Hung, Vu Viet (Lam Son Joint Operating Company) | Gia, Phan Phuoc (Lam Son Joint Operating Company) | Van, Nam Nguyen (Lam Son Joint Operating Company) | Hardikar, Nikhil (Baker Hughes) | Pragt, Jos (Baker Hughes) | Kumar, Raveen (Baker Hughes)
The formation evaluation of marginal fields often presents challenges when balancing the value of newly acquired information with the cost of acquiring this information. This case study presents the application of fluid analysis and sampling-while-drilling in two horizontal wells of the marginal Thang Long field in Vietnam. The technology provided critical information about fluid dynamics within the reservoirs enabling timely finalization of completion intervals and avoiding costly future interventions.

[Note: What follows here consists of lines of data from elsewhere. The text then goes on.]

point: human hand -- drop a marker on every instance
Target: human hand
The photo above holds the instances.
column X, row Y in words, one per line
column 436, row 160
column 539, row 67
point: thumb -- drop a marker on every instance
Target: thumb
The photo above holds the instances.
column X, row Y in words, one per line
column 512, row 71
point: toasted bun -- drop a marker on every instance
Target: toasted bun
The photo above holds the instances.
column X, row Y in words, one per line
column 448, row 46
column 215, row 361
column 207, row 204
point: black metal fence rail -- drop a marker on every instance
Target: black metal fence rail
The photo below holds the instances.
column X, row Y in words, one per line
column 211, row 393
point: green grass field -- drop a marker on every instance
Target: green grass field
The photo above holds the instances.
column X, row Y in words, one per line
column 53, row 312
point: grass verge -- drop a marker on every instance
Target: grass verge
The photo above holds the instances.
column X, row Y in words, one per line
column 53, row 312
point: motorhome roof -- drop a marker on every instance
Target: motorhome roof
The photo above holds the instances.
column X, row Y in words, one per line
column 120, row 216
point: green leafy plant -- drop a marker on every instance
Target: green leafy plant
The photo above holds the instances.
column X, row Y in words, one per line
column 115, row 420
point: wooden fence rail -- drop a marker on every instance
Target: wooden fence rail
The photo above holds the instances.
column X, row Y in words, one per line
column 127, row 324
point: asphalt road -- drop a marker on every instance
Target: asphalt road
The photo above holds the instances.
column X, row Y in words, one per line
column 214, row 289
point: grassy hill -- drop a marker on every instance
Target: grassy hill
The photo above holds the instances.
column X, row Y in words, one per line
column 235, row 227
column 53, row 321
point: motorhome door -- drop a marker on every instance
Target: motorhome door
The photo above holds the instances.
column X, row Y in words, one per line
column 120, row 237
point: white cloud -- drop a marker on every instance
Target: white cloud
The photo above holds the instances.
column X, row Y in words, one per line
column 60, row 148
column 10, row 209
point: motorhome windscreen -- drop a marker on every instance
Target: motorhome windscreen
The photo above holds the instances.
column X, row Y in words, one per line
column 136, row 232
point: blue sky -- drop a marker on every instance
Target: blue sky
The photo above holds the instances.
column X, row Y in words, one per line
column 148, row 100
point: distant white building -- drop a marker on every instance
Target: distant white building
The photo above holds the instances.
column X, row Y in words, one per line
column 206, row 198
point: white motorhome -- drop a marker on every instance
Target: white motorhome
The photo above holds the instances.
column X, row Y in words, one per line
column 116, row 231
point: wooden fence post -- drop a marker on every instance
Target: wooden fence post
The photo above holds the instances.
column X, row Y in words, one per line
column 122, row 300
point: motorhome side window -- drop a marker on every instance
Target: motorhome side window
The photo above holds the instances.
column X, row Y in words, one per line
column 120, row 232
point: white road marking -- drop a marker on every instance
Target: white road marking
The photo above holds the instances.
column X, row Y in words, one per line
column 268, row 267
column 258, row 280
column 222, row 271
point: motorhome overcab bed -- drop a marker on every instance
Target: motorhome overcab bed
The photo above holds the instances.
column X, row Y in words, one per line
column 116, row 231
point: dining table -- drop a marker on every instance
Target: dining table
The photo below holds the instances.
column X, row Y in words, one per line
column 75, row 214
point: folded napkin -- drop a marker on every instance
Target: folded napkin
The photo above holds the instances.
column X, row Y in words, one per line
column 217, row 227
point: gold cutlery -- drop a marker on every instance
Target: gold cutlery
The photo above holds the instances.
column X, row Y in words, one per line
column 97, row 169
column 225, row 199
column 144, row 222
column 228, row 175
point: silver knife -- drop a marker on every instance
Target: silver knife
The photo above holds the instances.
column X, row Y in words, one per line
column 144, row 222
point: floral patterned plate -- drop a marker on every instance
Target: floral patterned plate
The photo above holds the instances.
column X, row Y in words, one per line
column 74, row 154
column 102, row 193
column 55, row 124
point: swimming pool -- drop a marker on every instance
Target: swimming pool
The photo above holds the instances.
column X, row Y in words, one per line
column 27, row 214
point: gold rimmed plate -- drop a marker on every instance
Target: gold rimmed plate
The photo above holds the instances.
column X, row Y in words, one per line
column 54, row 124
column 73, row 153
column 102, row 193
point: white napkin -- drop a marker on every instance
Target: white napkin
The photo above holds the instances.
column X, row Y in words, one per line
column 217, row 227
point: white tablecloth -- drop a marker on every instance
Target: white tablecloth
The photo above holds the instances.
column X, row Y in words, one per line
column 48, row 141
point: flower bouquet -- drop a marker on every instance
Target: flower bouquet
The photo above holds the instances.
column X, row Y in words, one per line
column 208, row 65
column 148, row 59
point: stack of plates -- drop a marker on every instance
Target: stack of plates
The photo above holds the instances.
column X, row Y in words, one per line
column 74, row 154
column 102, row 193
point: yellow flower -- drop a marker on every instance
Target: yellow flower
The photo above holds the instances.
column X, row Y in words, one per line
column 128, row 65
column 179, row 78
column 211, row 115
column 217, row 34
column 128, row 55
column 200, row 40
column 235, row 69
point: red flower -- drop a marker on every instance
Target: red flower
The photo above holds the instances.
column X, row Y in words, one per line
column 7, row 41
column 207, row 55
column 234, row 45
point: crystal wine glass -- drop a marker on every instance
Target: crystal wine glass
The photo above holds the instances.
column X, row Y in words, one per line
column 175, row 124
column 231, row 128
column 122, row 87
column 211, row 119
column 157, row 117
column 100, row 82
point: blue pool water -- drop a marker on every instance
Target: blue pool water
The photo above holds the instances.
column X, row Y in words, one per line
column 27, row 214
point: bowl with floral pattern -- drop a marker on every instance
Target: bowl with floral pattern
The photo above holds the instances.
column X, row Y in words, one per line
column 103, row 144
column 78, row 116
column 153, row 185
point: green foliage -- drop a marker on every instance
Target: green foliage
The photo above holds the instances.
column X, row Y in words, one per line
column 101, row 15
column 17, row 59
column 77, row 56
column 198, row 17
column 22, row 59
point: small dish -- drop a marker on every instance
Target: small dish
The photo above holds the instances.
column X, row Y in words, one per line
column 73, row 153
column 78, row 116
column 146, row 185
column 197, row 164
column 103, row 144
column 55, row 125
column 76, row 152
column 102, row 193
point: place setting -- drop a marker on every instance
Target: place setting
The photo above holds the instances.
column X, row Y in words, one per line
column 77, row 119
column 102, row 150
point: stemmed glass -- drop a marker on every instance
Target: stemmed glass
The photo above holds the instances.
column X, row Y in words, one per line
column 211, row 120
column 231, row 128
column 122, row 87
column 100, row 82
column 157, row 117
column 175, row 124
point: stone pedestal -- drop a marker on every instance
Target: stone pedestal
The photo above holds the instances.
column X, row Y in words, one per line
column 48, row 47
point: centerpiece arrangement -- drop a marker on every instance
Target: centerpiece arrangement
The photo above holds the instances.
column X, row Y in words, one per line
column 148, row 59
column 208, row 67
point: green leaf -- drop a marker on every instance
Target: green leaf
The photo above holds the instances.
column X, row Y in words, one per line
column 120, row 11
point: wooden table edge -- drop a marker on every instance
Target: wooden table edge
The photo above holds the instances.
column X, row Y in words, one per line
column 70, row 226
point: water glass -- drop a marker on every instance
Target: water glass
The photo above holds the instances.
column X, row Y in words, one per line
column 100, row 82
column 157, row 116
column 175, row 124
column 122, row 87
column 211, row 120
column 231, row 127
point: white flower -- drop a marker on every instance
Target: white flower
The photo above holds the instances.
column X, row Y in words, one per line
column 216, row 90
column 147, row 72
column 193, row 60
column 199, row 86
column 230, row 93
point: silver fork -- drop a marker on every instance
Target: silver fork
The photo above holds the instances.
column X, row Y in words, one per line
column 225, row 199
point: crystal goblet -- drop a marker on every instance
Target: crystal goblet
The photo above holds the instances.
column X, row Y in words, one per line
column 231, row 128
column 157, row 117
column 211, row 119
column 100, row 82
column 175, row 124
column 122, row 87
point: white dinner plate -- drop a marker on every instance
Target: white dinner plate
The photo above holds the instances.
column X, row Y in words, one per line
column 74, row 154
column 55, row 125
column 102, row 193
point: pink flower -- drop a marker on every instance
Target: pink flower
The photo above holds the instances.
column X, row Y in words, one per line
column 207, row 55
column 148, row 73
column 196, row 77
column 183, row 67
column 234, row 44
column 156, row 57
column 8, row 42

The Thang Long field has three main reservoirs in Miocene, lower Oligocene sediments and fractured granitic basement. When formulating the development strategy, horizontal wells (in excess of 1,000 meters horizontal section) were planned with single completion strings. An appraisal plan was also formulated for low-confidence reservoirs. Completion, intervention and workover strategies were thus the dominant challenges for the techno-economics of the project. The first challenge was to finalize the lower Miocene completion targets within the development sub-area with laminated shaly sand (0.5- to 2.0 meters), low resistivities (2.0- to 4.0 ohm-m) outside the vertical resolution of conventional logs; similar to the shale beds and very close to the resistivity of formation water. The total depth of the production wells was designed to be above the oil/water contact to avoid water encroachment, however there were early signs of rise in the water level. The oil/water contact had moved differently than expected during the exploration phase. The second challenge was deciding upon the completion strategy in the exploration sub-area, which included a new appraisal target in lower Oliogocene sands apart from being producers. The environment was influenced by both stratigraphic and structural traps. The compartmentalized sand layers had questionable oil/water contact and estimating representative formation pressure gradients and reservoir fluid sampling was a critical task.
Considering the above scenarios, it was decided to utilize FASTrak sampling-while-drilling technology in two horizontal wells, where deployment of wireline tools on pipe was also not feasible. The fluid characterization and testing jobs during the wiper trips were influenced by high over-balance, up to 1,321 psia (9,108 kPa), and high invasion was expected during the clean-up process. Good stability and repeatability was achieved during pressure testing, leading to high-confidence gradient calculations. The pump-outs were optimized for confident fluid identification and single-phase reservoir fluid sampling. In total, data was acquired with 87 pressure tests. Six pump-outs for reservoir fluid identification were performed from which three were converted to samples.
The application of new generation technology provided early investigation of the reservoirs, based on fluid analysis and sampling-while-drilling. Costly interventions were avoided and overall sample analysis costs were also lowered; each step being critical for favorable techno-economics of marginal fields.